Highly active antiretroviral therapy in coinfected patients is complicated by a potentially increased risk for hepatotoxicity. Therefore, treatment strategies are urgently needed.

RECENT FINDINGS

In HIV/hepatitis B virus coinfected patients with an indication for therapy for both HIV and hepatitis B, tenofovir plus lamivudine or emtricitabine containing highly active antiretroviral therapy regimens are the favored first-line treatment as they include medications which are dually active. Although highly active antiretroviral therapy has no direct effect on hepatitis C replication, the associated immune restoration appears to slow down the progression of liver fibrosis.
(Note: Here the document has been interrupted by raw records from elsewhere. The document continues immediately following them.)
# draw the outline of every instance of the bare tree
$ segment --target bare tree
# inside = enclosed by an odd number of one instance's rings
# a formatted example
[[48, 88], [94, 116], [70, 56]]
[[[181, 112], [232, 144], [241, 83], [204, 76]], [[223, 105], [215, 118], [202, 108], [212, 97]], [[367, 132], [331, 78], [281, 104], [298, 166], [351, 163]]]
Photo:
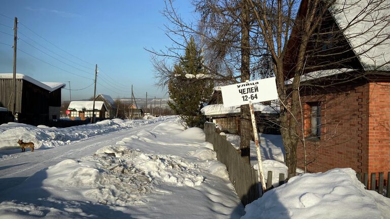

In patients with HIV and tuberculosis coinfection without any prior highly active antiretroviral therapy, delay of initiation of antiviral therapy for 4-8 weeks after initiation of tuberculosis treatment allows for a better discrimination of causes of adverse events and paradoxical reactions.

SUMMARY

With the introduction of new medications for treatment of hepatitis B virus, therapeutic options for HIV/hepatitis B virus coinfected patients have improved considerably. Initiation of highly active antiretroviral therapy may be a promising option for slowing down further progression of hepatitis C-associated liver disease. Simultaneous treatment of tuberculosis and HIV infection remains a therapeutic challenge requiring specific knowledge of drug-drug interactions as well as management strategies for possible immune reconstitution syndromes.